Europeans arrived in South America around 500 years ago, after the Inca had incorporated chickens into religious ceremonies, according to Storey's group.

Storey and her coworkers performed radiocarbon dating on one El Arenal chicken bone selected from 50 bones recovered in 2002. The researchers then isolated a particular segment of mitochondrial DNA from the same bone and from 11 chicken bones found at pre-European archaeological sites in Polynesia. They found the same sequence in all the bones.

This stretch of DNA undergoes frequent alterations over generations. Yet the researchers found the same DNA segment in feathers of two living chickens belonging to a blue-egg-laying breed in Chile. Selective breeding may by chance have preserved the Polynesian sequence, the researchers suggest. The new findings will appear in the Proceedings of the National Academy of Sciences.

"The weight of scientific evidence is now squarely behind the hypothesis that it was seafaring Polynesians who sailed from the islands to South America and returned," remarks archaeologist Patrick V. Kirch of the University of California, Berkeley.

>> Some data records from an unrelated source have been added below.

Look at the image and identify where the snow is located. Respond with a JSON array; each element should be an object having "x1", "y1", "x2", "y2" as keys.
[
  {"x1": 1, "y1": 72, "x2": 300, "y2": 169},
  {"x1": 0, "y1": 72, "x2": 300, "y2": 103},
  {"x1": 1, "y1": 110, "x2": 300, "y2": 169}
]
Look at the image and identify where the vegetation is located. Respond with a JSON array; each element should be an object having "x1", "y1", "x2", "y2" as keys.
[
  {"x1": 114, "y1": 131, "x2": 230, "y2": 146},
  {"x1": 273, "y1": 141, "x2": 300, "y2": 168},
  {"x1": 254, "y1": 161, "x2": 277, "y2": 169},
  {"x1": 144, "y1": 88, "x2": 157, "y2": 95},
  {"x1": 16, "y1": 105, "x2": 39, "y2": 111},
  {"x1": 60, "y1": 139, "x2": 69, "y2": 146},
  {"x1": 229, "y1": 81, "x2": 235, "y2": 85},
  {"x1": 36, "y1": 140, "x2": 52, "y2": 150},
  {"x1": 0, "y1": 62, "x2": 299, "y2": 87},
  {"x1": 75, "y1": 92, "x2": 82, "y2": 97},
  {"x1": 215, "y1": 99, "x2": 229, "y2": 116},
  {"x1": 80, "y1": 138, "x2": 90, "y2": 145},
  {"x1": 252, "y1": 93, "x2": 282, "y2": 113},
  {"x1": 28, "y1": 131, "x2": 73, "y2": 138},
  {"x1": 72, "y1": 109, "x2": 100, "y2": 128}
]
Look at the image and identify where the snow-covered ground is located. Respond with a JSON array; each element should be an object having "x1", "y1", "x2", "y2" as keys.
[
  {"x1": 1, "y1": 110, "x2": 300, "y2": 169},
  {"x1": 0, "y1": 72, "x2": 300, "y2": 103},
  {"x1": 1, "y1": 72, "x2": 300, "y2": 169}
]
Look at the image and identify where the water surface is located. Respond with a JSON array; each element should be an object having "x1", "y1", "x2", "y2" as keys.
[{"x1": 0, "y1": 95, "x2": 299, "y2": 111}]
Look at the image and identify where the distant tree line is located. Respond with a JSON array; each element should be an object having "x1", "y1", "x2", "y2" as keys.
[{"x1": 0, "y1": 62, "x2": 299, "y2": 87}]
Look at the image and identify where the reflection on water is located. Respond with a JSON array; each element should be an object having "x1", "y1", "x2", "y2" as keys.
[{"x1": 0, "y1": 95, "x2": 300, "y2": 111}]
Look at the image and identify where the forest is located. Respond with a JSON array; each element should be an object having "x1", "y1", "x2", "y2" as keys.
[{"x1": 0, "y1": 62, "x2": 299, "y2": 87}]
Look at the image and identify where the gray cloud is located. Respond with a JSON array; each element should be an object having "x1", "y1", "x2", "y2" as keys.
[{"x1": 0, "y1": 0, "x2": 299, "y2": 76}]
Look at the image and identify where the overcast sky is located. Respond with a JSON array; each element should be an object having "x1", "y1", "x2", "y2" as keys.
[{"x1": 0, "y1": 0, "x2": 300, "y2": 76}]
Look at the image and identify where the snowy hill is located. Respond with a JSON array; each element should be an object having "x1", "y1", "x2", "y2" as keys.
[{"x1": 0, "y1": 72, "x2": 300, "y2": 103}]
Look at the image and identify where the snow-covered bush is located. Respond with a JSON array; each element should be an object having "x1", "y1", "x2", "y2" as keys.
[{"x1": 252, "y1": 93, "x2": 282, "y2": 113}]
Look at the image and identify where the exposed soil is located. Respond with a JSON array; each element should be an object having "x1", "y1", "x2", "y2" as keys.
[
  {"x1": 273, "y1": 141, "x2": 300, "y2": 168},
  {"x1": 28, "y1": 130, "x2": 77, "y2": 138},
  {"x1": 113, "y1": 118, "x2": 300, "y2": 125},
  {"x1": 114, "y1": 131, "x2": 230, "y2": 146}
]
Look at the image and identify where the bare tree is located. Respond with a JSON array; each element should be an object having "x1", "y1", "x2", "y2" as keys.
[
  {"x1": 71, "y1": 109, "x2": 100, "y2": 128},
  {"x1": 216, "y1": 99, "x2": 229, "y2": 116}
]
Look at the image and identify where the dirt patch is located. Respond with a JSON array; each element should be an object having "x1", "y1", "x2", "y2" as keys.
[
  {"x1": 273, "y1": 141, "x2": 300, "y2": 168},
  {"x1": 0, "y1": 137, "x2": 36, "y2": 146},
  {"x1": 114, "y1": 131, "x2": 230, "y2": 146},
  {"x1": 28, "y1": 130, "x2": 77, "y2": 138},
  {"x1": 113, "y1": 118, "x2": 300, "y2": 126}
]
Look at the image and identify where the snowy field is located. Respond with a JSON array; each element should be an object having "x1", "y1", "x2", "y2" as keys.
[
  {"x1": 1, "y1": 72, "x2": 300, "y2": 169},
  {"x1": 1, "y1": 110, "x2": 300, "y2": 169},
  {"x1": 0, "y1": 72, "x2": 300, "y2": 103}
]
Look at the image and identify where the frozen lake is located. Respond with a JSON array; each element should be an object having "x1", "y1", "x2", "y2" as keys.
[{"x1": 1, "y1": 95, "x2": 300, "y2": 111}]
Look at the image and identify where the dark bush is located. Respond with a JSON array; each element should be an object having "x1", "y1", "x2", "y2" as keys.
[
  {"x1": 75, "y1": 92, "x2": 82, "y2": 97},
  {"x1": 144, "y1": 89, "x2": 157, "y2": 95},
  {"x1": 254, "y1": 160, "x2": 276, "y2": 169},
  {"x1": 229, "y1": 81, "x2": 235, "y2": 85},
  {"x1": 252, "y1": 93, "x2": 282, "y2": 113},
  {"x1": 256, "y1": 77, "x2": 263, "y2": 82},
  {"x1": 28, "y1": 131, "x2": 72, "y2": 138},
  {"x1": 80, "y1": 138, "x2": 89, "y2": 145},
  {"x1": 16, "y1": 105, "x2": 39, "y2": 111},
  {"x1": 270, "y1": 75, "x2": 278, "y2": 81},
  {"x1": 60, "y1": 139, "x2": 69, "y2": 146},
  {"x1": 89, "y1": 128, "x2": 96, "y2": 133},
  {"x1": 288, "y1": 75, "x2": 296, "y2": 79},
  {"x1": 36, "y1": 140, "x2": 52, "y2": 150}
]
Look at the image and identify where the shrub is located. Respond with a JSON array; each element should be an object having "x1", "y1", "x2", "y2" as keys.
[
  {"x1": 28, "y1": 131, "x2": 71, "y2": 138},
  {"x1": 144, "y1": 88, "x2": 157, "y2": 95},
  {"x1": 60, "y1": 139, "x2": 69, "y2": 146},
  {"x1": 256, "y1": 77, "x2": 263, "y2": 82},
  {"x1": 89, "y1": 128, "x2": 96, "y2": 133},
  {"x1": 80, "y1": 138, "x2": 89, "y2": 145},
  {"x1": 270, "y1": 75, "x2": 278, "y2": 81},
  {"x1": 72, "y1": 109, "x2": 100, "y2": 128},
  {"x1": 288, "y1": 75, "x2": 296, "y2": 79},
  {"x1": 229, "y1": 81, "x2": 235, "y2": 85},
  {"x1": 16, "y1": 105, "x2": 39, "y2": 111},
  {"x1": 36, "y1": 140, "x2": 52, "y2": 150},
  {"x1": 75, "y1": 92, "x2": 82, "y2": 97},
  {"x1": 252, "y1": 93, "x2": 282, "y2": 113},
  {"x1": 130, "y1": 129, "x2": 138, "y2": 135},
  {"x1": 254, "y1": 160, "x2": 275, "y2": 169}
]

In 1989, Kirch reported that preserved sweet potatoes up to 1,000 years old, found at Polynesian archaeological sites, had originated in South America. The new evidence supports a scenario of long-distance canoe voyages by Polynesians, Kirch says. Archaeologist Betty Meggers of the Smithsonian Institution's National Museum of Natural History in Washington, D.C., disagrees. In her view, both a black-boned breed of chickens now found in Central America and the blue-egg variety in South America originated in Asia.

Pre-Columbian transfers of various plants, animals, and cultural traits occurred in both directions from Asia to South America, Meggers holds. The most likely sea route ran north of Hawaii and down America's Pacific coast, she says.

Moreover, the claim that the Inca possessed chickens "is historical fiction," asserts archaeologist Michael E. Moseley of the University of Florida in Gainesville. No chicken remains have been found at Inca sites, although the Spanish sometimes referred to a native duck breed as "chickens," he says.

Further work must be done to confirm the age of the El Arenal chicken bones and to establish that Polynesians regularly visited South America, Moseley adds.